Intel’s license attack on Nvidia is an old “Thank You”

This Monday, Intel filed papers claiming that Nvidia’s four-year chipset license does not apply to Nehalem architecture (Core i3, i5, i7, new Xeons) e.g. that Nvidia has no right in manufacturing chipsets for Intel processors that use integrated memory controller. These news come just after Nvidia enabled SLI on Intel’s X58 chipse6t, including Intel’s own DX58SO motherboard. Given the current state of affairs between the two companies, I was not surprised that Intel is going to oust Nvidia from the chipset market.

How Nvidia came into the Intel chipset market is another story – at the time, Intel was seriously hurting with its Prescott marchitecture and didn’t had anything to show in gaming and enthusiast segment. The company was playing around Nvidia and in the end – Nvidia launched “nForce 4 SLI for Intel” chipset (famous for the fact that it didn’t work with low-end Pentium D 820 processor) and started to pave way for the creation of “Axis of Evil” (comment by former ATI PR manager): Intel Core 2 CPU + GeForce 8800GTX + nForce 680i.

Also, this wasn’t the first time Chipzilla asked for help. When the company got struck with Rambus RDRAM gremlins in infamous Caminogate, Taiwanese VIA Computer skyrocketed to a shocking 60% worldwide chipset market share (for two quarters). Lack of confidence in Intel’s chipsets was proven with the launch of Intel-based workstations from Silicon Graphics. Imagine my surprise when I opened up my flashy Visual Workstation 550 (an $8,000 machine) featuring 2GB of PC-133 memory, Intel Pentium III 1.0 GHz processor, first Quadro card and VIA’s Apollo Pro 133A chipset. You will probably agree it was a very weird experience. Intel pushed VIA from the market with lawsuit regarding Pentium 4 license. By the time trials came to an end, VIA was less than also-ran in the Intel-chipset arena.

Coming back to Core 2 architecture, Nvidia enjoyed its success with 650i/680i and didn’t invest in the platform (780i was nothing else but 680i with PCIe Gen2 chip). At the same time, Intel grew stronger, releasing P35/X38/X48/P45 series of chipsets and Nvidia was no longer needed. Thus, it is logical that the company wants to squeeze out pesky Santa Clara neighbor for its Core i5 and i7 series.

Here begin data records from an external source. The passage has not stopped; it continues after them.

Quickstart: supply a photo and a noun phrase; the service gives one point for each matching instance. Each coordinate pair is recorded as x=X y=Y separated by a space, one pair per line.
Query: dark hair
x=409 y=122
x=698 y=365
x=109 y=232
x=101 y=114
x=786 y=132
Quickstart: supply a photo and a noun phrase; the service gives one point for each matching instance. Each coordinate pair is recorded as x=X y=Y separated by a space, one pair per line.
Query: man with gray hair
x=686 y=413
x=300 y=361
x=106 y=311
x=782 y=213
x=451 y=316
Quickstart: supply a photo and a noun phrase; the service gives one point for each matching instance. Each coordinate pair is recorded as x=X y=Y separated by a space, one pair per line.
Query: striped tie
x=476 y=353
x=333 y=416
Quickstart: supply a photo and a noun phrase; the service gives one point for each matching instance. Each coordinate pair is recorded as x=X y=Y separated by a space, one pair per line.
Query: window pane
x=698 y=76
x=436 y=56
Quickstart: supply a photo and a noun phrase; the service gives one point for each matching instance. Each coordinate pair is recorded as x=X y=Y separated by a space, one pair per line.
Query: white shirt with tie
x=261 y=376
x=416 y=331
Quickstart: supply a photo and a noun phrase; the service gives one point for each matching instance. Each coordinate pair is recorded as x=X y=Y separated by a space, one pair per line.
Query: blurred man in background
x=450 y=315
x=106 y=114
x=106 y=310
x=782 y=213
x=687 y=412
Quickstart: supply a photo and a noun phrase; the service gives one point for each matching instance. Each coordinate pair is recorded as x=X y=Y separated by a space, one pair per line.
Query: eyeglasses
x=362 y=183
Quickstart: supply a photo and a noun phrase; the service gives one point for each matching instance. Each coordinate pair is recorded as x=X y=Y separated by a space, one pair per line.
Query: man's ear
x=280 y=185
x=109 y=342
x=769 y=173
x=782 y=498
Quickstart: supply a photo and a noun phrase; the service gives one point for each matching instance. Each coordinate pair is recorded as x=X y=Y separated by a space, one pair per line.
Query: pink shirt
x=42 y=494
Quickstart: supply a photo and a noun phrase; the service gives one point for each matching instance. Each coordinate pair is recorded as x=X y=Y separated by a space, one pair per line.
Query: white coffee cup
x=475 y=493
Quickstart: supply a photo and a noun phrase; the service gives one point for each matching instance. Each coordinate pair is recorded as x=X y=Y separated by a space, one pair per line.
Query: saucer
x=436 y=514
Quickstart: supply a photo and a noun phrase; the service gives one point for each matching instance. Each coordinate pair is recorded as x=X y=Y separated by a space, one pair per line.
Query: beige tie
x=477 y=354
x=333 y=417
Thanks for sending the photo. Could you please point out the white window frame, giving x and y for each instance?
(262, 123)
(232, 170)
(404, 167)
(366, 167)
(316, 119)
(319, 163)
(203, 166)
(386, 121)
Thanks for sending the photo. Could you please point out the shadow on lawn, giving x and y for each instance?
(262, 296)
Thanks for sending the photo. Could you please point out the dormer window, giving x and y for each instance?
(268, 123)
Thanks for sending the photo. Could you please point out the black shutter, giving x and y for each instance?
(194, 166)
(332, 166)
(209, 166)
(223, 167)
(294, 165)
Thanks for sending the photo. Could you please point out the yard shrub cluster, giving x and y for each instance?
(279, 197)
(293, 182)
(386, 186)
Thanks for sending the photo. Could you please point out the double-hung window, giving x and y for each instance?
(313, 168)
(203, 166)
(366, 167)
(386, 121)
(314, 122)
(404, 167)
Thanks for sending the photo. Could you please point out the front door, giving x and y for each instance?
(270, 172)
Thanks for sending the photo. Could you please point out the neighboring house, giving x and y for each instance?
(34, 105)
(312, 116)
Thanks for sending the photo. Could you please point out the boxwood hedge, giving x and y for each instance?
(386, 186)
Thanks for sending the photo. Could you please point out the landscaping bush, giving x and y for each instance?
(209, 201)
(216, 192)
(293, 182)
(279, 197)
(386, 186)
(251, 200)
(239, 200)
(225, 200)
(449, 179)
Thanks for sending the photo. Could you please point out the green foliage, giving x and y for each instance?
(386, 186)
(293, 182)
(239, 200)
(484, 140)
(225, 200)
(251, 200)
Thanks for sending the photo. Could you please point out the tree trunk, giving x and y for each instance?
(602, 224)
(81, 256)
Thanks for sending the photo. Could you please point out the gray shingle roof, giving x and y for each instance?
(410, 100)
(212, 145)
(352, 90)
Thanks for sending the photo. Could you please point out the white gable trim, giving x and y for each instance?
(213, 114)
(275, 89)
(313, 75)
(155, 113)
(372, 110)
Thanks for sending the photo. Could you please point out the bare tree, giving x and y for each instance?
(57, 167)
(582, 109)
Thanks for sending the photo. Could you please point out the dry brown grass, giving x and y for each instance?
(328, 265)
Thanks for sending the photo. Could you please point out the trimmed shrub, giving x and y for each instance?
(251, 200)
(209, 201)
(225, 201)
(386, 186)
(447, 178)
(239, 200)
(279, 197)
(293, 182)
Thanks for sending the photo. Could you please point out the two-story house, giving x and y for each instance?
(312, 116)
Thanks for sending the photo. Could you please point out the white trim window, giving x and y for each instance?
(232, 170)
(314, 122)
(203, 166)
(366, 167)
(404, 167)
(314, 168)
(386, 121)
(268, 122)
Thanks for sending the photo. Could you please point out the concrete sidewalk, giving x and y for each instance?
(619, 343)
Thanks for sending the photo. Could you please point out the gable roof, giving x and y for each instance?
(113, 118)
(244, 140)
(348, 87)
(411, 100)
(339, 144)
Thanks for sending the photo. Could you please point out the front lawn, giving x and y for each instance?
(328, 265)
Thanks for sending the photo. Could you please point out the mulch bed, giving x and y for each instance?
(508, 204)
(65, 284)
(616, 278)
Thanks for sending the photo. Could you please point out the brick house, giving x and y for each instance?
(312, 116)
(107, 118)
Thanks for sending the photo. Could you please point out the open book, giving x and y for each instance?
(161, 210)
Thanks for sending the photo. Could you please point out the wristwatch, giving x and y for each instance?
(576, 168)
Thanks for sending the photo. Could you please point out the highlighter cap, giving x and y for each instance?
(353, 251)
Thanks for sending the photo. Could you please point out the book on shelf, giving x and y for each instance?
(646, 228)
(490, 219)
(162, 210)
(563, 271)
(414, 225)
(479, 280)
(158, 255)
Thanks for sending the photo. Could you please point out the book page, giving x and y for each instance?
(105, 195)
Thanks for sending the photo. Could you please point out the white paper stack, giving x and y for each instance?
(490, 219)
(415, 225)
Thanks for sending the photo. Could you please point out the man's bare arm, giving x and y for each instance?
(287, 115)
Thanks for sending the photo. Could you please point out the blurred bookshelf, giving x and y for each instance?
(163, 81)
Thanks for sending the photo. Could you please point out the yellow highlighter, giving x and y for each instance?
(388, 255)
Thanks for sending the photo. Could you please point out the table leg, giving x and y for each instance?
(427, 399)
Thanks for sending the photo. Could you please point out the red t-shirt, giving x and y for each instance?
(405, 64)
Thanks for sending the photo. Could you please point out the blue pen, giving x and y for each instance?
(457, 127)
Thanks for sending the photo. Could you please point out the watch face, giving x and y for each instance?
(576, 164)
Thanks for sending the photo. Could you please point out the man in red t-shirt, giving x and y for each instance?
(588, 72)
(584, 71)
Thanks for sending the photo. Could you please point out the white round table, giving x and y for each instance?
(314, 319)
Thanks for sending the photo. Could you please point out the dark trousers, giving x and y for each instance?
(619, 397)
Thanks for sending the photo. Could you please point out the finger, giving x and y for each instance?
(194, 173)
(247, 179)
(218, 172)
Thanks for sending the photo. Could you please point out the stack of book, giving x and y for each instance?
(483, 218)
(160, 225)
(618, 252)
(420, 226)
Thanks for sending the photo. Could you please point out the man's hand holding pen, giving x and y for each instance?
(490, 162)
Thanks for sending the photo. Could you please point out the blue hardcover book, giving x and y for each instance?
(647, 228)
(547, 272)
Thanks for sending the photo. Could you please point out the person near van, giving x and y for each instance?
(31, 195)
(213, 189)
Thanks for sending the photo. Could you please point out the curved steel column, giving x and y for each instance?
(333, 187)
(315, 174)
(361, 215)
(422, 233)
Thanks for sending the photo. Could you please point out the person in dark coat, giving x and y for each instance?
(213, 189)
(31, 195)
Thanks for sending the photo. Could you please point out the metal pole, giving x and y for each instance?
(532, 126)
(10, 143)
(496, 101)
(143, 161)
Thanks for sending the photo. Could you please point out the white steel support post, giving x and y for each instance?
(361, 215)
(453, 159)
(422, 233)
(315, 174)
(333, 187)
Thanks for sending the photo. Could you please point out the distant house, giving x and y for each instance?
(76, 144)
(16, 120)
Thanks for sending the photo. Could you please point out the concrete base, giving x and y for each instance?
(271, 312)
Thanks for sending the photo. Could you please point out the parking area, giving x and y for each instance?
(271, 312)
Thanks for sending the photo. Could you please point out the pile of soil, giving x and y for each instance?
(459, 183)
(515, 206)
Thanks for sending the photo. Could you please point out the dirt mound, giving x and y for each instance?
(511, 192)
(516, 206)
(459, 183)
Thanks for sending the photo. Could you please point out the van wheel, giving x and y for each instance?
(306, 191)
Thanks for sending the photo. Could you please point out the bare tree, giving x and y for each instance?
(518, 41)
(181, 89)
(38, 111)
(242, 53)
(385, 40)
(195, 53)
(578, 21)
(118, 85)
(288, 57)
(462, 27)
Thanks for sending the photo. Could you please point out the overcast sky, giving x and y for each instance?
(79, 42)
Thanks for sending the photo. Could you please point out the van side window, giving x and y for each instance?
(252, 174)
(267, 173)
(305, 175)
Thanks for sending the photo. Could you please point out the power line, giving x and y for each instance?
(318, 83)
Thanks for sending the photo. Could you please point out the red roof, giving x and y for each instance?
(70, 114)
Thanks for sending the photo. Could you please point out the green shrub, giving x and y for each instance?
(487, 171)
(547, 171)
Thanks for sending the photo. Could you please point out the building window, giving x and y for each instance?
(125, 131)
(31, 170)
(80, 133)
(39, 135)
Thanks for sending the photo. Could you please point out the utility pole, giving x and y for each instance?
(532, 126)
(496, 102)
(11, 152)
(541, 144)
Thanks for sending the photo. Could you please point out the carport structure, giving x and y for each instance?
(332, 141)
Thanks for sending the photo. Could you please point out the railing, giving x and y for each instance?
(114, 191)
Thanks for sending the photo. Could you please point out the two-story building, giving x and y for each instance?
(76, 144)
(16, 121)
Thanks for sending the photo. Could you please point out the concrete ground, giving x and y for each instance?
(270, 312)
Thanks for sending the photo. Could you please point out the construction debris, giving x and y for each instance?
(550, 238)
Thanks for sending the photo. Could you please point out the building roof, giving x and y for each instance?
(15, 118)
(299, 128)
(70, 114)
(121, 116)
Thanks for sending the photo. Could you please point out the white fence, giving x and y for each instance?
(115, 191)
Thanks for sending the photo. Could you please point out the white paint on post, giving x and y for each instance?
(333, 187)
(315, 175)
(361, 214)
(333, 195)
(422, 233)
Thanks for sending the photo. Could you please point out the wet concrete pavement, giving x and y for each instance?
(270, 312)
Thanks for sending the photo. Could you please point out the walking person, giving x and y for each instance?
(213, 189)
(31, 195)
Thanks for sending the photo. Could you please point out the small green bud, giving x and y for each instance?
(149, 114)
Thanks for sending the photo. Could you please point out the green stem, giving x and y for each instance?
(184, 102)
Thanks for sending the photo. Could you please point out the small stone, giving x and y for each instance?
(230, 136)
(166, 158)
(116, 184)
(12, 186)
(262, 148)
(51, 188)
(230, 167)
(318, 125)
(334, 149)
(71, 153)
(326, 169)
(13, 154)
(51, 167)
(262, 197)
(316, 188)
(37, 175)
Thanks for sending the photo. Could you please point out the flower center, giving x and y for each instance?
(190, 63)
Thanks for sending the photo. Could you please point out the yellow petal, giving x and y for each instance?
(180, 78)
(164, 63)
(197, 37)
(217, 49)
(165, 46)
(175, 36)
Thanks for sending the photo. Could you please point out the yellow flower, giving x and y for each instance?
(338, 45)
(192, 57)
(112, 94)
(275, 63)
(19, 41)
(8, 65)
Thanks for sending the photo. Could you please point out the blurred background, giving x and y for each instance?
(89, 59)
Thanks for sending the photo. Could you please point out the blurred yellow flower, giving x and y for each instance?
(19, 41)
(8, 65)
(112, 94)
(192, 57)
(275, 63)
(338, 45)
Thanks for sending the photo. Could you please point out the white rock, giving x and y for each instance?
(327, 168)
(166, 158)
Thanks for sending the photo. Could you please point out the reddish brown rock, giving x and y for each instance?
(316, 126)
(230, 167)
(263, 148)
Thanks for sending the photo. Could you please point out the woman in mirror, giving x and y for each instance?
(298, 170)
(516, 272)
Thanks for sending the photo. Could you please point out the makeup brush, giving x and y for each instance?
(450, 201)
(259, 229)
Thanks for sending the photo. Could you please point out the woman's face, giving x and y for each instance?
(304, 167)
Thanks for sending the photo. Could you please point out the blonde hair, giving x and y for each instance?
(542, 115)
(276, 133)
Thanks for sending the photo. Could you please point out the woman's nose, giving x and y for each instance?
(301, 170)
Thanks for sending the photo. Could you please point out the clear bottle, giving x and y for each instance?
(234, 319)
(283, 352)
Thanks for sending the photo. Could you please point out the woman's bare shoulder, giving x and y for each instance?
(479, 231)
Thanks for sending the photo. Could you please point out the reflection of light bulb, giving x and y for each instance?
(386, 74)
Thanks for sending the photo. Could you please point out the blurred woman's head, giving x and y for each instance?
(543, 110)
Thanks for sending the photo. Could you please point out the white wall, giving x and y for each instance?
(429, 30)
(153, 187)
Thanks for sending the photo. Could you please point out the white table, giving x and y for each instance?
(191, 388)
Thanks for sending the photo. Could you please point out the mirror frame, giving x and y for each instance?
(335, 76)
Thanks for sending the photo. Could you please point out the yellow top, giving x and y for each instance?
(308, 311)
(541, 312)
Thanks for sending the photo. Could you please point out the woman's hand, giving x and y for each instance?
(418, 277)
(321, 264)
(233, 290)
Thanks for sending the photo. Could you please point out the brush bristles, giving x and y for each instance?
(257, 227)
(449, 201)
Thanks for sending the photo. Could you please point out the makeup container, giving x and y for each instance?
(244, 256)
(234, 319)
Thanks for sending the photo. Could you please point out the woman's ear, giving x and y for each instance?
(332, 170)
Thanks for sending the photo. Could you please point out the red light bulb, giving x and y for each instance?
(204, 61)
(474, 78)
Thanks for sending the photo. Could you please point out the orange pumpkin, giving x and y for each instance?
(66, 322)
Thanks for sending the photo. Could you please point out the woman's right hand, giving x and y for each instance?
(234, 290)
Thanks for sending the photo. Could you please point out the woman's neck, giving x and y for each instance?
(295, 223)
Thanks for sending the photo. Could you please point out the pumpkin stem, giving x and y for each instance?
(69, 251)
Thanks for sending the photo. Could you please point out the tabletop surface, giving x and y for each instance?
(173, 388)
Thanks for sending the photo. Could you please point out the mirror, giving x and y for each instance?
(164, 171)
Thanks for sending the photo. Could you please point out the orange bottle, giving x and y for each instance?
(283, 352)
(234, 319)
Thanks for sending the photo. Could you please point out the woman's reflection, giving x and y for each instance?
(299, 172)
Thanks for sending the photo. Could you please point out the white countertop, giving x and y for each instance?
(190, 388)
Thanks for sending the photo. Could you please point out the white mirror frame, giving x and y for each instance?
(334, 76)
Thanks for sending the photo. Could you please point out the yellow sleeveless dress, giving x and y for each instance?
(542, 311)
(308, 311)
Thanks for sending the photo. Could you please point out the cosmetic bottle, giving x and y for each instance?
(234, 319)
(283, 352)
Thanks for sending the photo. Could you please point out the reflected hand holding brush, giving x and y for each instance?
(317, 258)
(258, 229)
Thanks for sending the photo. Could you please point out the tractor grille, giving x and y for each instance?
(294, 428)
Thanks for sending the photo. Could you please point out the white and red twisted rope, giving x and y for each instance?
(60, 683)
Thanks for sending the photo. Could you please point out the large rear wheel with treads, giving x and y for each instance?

Ultimatively, this is a battle that customers will lose. Regardless of what court decides, incertanties are costing both companies money. Truth to be told, we saw interesting papers about the actual financial situation in Intel, and it is no wonder that the company is now attacking everybody. But to play around with chipset licenses and patents – ultimately, this is a losing game. Once that you hit the “lawsuit-trigger”, path of innovation takes the backseat and development begins to be closely monitored by legal departments.

All I can conclude here is that Nvidia has patents that could block a lot of Intel’s products. AMD could stop Intel’s CPU production, so could Intel stop AMD. And then there is a case of 3rd party companies that nobody takes seriously, yet they can change the landscape of IT industry for good. When I spoke with couple of engineers from IBM, I was told that Big Blue could block Intel, AMD, Freescale, Motorola, even Texas Instruments – “in a jiffie”.